28/07/2015 - Guys, mostly children. They run through the streets of a Shiite neighborhood in Baghdad. They don't spend their holidays playing, but they train in urban warfare against the Islamic State. The instructors teach them how to move around the streets, handle small arms and make them work, protecting them from the sand.

The summer camps, established by the popular mobilization forces, were opened from Baghdad to Basra. Boys and girls, after an edict issued by the country's top Shiite authority, were 'invited' to train for battle, should it be necessary.

To date there are more than a hundred students enrolled in these courses, but it is impossible to determine the extent of these fields where they are taught to fight against Sunni extremists.

It was just a matter of time. "Educating", "educating", "plagiarizing" and "indoctrinating" children is a well-known technique. These schools of hatred represent the basin from which to draw to perform any kind of action in defense of national interests (and it is not certain that these are always of noble principles).

According to an estimate of the The Associated Press, who visited a class of 200 boys, about half had less than 18 years. Many fifteen-year-olds. Many of them are anxious to reach out to their family members on the front lines of the Islamic State. At least so they tell him.

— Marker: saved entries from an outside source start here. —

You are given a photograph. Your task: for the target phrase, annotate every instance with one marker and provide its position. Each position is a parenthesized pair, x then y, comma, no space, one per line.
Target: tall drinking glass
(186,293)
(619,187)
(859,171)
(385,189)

It's just another trick to drag the kids into a brutal war with no rules. Sunni extremists were the first to use 10's children as suicide bombers. They were not the first to come up with these "defenseless" weapons against enemies. Last June, twenty armed children, many of them stuffed with explosives, were seen at the forefront of Shiite militias in the western province of Anbar.

The use of child soldiers is seriously embarrassing the Obama administration and could also resize the US-led coalition. The United States, on the one hand, supports the Iraqi government, but on the other, they distance themselves from the popular forces. To these, however, Washington provides arms and support even if indirectly. The popular militias, in fact, receive funds and weapons from the loyalist government, which in turn gets them from the Americans.

We were embarrassed. The "Child Soldiers Prevention Act" of the 2008 obliges the United States to stop foreign military funding and direct sales to governments that recruit and use child soldiers.

We are very worried - comments from the US embassy in Baghdad to The Associated Press - we condemn this practice all over the world.

Last year, it was Ayatollah Ali al-Sistani, the highest Shiite religious authority in Iraq, who invited the people to defend the holy places. Hundreds of thousands of men joined the popular forces together with some Shiite militias, supported by Iran. Last 9 June, al-Sistani issued new fatwas urging young people to train during the summer holidays and prepare for the worst.

They defend themselves from the popular forces "We give only self-defense lessons and the minor volunteers will go back to school in September, they will not go to the front". There may be isolated cases - say to the PA by the Iraqi government - there was no instruction of the Marjaiyah (highest Shiite religious authority) to mobilize children.